The prosecutor said both blasts at the airport were believed to have been carried out by suicide bombers.
The explosions happened in quick succession shortly after 08:00 local time (07:00 GMT), with some victims reportedly hit by the second blast as they tried to escape the first.
Another bomb was later found and destroyed in a controlled detonation at the scene.
More about the attacks
About an hour after the airport blasts, another explosion struck the Maelbeek metro station near EU headquarters.
Belgian officials put the death toll from both attacks at over 30, with at least 11 killed at the airport and about 20 at the metro station.
Almost 200 people have been injured, many of them severely.
“This is a day of tragedy, a black day,” Belgian Prime Minister Charles Michel said. “I would like to call on everyone to show calmness and solidarity.”
Belgium has raised its terrorism alert to its highest level.
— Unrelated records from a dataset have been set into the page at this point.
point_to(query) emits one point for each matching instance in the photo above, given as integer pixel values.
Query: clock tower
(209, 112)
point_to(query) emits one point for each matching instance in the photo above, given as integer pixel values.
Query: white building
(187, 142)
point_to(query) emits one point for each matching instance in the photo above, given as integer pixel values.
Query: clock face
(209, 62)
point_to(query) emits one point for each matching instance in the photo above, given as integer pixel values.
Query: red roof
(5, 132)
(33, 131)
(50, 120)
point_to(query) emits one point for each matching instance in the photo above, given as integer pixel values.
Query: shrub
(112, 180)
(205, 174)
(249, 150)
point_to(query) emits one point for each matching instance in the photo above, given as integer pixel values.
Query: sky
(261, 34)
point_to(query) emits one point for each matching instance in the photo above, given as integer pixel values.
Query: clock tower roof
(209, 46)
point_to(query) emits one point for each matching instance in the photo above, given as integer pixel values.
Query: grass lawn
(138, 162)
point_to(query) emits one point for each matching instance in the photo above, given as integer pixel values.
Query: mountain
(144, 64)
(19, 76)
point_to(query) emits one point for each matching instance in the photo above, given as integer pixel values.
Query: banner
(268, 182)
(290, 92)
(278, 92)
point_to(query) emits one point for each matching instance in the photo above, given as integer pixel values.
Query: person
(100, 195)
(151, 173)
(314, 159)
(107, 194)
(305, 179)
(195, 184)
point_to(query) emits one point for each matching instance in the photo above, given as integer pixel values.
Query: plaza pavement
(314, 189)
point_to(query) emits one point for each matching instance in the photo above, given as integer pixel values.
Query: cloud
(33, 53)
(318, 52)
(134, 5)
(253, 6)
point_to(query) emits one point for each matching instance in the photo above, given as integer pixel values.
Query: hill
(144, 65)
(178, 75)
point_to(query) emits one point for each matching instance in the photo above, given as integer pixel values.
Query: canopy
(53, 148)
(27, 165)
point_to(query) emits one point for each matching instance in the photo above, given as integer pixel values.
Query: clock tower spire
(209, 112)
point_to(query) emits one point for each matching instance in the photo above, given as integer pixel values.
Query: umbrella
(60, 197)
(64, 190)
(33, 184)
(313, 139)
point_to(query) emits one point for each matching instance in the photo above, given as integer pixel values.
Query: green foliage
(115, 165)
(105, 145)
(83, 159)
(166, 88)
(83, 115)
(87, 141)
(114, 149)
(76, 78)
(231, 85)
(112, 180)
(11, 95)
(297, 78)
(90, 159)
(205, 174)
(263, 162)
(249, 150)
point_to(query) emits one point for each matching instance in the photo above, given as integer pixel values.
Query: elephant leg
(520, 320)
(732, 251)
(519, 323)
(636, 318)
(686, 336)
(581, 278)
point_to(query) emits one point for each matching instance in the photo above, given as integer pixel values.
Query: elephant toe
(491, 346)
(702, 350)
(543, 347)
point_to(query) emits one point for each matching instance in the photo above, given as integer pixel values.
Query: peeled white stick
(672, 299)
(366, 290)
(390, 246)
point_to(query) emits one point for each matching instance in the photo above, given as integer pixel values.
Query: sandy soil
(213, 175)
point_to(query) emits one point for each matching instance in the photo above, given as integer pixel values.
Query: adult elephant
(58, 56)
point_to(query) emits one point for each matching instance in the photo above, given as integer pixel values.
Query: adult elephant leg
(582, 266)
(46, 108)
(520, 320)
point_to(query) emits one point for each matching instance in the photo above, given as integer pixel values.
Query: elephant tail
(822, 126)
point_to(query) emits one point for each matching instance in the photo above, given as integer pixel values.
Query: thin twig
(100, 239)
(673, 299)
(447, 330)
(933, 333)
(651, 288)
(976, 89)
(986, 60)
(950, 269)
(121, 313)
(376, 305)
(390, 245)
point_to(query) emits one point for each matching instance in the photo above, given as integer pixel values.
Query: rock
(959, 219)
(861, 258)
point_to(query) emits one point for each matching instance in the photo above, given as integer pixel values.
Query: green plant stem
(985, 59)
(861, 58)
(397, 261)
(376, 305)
Three days of national mourning have been declared.
Police are carrying out raids on suspected jihadists across the country, the prosecutor said.
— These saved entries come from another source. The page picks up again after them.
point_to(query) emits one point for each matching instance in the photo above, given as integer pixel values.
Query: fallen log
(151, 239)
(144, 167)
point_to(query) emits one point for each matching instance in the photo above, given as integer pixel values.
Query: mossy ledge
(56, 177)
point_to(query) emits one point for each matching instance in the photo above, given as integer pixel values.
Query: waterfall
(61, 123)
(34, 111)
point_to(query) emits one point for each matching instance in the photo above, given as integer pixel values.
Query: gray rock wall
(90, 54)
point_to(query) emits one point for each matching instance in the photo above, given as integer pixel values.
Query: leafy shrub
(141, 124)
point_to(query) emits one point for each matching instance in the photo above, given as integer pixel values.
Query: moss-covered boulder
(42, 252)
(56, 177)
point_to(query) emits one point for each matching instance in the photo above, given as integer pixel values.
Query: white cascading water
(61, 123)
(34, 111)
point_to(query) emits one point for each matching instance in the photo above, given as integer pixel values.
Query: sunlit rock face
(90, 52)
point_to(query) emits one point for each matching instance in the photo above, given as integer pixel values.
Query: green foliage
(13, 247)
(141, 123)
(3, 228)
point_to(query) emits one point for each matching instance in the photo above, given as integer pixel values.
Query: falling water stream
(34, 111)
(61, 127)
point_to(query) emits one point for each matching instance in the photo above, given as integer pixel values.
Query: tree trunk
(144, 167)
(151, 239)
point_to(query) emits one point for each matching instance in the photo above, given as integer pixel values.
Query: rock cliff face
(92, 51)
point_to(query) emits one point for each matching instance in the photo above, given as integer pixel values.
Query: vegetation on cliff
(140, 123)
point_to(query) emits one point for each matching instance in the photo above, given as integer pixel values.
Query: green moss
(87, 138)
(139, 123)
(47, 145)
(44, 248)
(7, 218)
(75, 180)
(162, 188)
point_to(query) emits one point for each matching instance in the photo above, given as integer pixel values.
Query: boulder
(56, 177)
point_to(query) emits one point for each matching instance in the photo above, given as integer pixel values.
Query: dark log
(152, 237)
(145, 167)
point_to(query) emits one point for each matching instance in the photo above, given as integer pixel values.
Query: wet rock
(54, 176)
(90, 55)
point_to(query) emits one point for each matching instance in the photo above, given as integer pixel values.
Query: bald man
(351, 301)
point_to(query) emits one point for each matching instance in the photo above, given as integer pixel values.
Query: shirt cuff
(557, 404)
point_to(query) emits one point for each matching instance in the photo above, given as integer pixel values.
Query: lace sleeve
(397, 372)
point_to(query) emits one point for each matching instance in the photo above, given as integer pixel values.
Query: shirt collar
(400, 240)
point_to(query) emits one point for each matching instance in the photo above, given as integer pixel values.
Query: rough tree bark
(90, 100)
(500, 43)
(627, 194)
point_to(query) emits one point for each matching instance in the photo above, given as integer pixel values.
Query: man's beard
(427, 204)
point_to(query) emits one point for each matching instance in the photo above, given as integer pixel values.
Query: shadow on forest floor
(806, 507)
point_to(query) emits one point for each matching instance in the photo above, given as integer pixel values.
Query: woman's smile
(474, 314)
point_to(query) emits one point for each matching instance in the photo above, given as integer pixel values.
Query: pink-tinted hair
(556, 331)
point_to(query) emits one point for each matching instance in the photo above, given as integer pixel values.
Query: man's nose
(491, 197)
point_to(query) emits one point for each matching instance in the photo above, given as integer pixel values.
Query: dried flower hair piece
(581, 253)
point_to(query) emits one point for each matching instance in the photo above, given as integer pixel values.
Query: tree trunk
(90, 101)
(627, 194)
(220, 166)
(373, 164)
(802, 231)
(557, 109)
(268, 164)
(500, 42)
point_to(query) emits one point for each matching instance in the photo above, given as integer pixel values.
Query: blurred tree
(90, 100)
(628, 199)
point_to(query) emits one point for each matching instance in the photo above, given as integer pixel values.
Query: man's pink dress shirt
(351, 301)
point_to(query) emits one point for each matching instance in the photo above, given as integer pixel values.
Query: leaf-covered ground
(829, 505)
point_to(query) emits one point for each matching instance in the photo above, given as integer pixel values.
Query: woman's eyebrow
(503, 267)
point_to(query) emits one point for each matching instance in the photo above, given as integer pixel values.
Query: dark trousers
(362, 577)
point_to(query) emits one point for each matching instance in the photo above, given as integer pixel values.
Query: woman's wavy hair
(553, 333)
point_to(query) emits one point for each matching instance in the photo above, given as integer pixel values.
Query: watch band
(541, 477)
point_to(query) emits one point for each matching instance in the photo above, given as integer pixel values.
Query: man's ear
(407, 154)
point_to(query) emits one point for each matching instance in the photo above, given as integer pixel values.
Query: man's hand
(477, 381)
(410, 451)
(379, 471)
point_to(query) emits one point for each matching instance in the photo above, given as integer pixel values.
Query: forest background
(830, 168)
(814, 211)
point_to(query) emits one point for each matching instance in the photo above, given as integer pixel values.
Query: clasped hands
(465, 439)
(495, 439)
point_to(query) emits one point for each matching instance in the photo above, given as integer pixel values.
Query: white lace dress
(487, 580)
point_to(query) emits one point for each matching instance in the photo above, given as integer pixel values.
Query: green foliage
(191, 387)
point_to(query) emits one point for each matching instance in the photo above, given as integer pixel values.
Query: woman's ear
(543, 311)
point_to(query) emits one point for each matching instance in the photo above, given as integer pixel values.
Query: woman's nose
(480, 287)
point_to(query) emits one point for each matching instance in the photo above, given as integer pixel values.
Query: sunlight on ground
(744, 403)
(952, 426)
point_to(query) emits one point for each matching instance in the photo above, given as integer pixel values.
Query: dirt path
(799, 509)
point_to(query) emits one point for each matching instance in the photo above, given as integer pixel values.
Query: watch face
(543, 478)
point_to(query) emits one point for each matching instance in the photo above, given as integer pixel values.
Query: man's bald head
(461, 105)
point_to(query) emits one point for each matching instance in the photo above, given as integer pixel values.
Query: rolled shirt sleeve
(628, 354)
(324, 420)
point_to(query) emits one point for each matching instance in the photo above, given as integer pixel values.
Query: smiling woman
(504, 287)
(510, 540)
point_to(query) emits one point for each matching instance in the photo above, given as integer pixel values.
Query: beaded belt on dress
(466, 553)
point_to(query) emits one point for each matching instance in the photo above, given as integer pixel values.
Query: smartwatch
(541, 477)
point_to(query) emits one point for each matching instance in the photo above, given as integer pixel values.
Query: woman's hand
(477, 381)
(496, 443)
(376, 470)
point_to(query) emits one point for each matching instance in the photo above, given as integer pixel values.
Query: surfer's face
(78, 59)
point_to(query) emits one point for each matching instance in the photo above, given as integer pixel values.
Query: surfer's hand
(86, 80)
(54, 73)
Some local transport has re-opened following a shutdown, but flights from the airport have been cancelled and the airport is unlikely to open for several days. Eurostar services in and out of Brussels have been suspended.
World leaders have sent condolences and messages of solidarity.
US President Barack Obama called the blasts “outrageous attacks against innocent people” while the 28 EU leaders – in a joint statement – said the bombings were an “attack on our open, democratic society”.